[ntp:questions] A proposal to use NIC launch time support to improve NTP
ulf at invalid.com
Wed Dec 19 00:05:49 UTC 2012
Brian Utterback <brian.utterback at oracle.com> wrote:
> On 12/13/2012 5:00 AM, Jonatan Walck wrote:
>>> This is going to be very hard to get it to be useful. Looking at
>>>> the specs for the card, the timestamp you give is relative to a
>>>> clock that is internal to the controller, and is only accurate to
>>>> the nearest second. That is, it is like the PPS in that it is
>>>> assumed that the clock is in sync to within .5 seconds to avoid
>>>> aliasing the timestamp.
>> The internal clock of the network controller is the PHC for IEEE1588,
>> it has a 1 ns resolution, and can be steered with a 32 bit fractional
>> of 1 ns. see SYSTIML and TIMINCA in the I210 datasheet.
>> // jwalck
> I know that. The problem is that there is going to be jitter introduced
> when you set the clock from the kernel. That is generally the problem
> with IEEE 1588, getting the time from the controller to the kernel and
> vice versa. If you have to go across a PCI bus for instance that will
> introduce jitter.
No, you capture the time for the 1 PPS pulse in the network controller.
Then you tweak the count rate of the timestamp counter up or down.

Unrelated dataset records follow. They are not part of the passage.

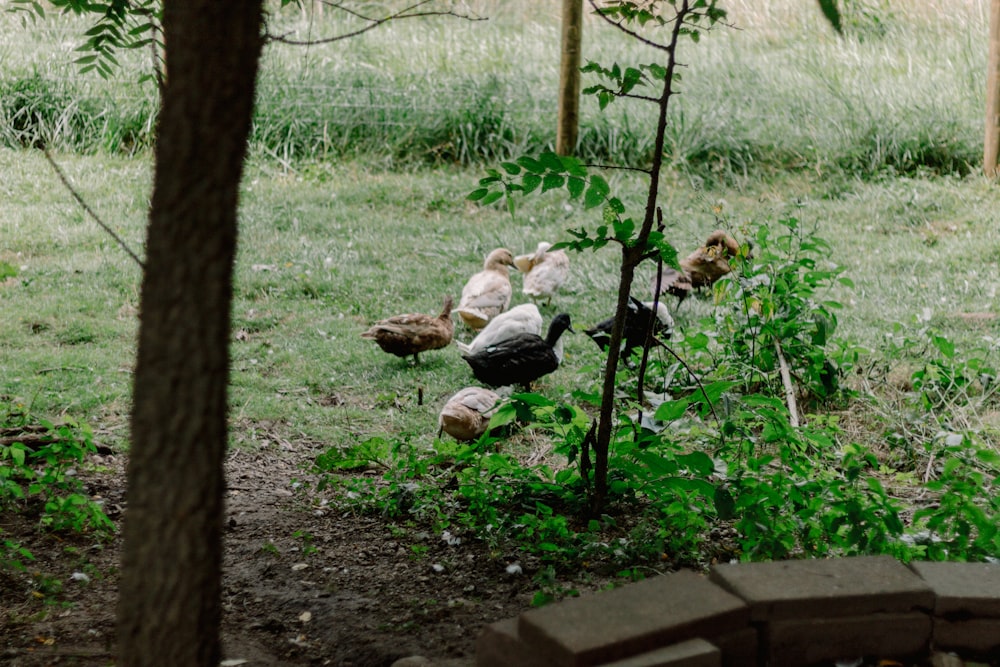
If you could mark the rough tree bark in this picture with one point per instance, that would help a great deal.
(169, 608)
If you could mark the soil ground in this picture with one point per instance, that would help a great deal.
(302, 585)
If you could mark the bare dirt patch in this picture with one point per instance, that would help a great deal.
(303, 584)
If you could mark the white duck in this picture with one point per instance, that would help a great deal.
(487, 294)
(544, 271)
(519, 319)
(467, 414)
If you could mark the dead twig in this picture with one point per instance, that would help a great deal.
(786, 382)
(90, 211)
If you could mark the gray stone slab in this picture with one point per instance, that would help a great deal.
(825, 588)
(499, 645)
(793, 643)
(976, 637)
(639, 617)
(690, 653)
(962, 588)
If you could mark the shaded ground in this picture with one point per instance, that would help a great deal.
(302, 585)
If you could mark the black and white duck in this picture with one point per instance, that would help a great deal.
(637, 319)
(521, 359)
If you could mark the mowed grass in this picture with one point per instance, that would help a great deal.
(328, 248)
(353, 203)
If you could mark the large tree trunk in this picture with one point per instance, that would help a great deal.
(169, 608)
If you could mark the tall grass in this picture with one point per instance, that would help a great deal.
(901, 93)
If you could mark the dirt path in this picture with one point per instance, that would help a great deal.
(303, 585)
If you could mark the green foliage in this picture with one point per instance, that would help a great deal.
(779, 304)
(45, 474)
(118, 25)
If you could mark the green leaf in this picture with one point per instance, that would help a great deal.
(597, 181)
(552, 181)
(624, 229)
(671, 410)
(573, 166)
(531, 164)
(491, 197)
(511, 168)
(531, 182)
(552, 162)
(592, 198)
(725, 504)
(699, 463)
(832, 13)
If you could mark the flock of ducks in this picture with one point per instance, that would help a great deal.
(508, 348)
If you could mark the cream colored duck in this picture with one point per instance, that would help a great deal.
(519, 319)
(487, 293)
(467, 414)
(413, 333)
(544, 271)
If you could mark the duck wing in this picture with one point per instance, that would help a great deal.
(517, 360)
(548, 275)
(486, 291)
(520, 319)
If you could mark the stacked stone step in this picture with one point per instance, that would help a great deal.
(782, 614)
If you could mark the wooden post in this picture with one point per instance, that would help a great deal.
(569, 77)
(991, 150)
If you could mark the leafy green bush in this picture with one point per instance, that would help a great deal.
(42, 475)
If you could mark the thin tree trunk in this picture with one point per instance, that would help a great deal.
(631, 256)
(569, 77)
(991, 144)
(169, 608)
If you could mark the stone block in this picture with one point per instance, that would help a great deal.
(962, 589)
(633, 619)
(794, 643)
(499, 645)
(739, 649)
(974, 637)
(690, 653)
(825, 588)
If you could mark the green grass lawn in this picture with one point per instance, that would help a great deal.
(329, 248)
(354, 208)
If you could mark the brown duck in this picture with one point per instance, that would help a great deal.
(702, 267)
(413, 333)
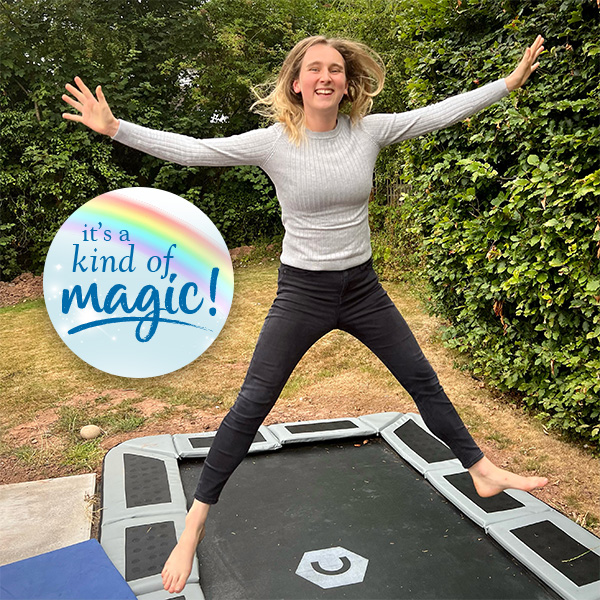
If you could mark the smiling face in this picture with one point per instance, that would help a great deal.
(322, 84)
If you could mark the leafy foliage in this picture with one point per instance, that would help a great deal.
(509, 201)
(503, 209)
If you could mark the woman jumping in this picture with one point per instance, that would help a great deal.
(321, 163)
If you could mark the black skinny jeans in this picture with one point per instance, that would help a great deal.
(308, 305)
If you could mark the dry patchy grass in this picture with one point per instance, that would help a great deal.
(48, 393)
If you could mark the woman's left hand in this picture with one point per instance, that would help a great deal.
(527, 65)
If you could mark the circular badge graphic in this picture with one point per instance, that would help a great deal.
(138, 282)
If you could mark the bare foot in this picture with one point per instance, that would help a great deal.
(490, 480)
(178, 567)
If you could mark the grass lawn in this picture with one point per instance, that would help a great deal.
(48, 393)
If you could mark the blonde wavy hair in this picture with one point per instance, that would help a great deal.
(365, 74)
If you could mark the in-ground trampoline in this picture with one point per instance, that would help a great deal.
(369, 507)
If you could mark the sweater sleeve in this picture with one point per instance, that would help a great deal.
(386, 129)
(250, 148)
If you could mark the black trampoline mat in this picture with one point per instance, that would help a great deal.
(359, 496)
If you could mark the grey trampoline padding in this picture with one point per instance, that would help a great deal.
(311, 431)
(362, 498)
(457, 486)
(417, 445)
(345, 511)
(198, 444)
(141, 484)
(566, 555)
(379, 421)
(139, 548)
(191, 591)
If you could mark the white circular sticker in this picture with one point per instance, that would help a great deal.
(138, 282)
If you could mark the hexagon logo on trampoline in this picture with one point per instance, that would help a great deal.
(332, 567)
(138, 282)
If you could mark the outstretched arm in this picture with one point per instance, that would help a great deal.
(96, 114)
(386, 129)
(250, 148)
(527, 65)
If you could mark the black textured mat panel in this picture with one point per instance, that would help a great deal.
(565, 554)
(310, 427)
(206, 441)
(424, 444)
(498, 503)
(281, 506)
(146, 481)
(147, 548)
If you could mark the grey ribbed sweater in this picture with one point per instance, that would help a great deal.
(323, 186)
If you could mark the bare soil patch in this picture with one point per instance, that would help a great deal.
(338, 377)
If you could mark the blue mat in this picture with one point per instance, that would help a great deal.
(78, 572)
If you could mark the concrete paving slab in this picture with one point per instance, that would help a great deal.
(40, 516)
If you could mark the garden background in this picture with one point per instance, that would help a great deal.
(501, 213)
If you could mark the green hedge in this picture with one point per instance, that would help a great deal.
(508, 201)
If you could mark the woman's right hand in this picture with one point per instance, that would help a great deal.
(96, 114)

Eventually you will have synchronized the timestamp counter with the 1 PPS
If you run the network contoller from a clocksource derived from the Cesium
You should get within a few ns from the pulse,
It is an inconvenient approach since you can easily synch your timestamp
with a 1 PPS pulse
using a few counters if you understand the issue.
Unfortunately, those counters are not available in the Intel chips, so we
have to use it they way they
want us to use it.
Since launch time will be the arrival time of the client request (through
+ a constant delay, any delays in the PCIe bus will not affect the
You just have to make sure that the constant delay added, is longer than
the processing time inside the server.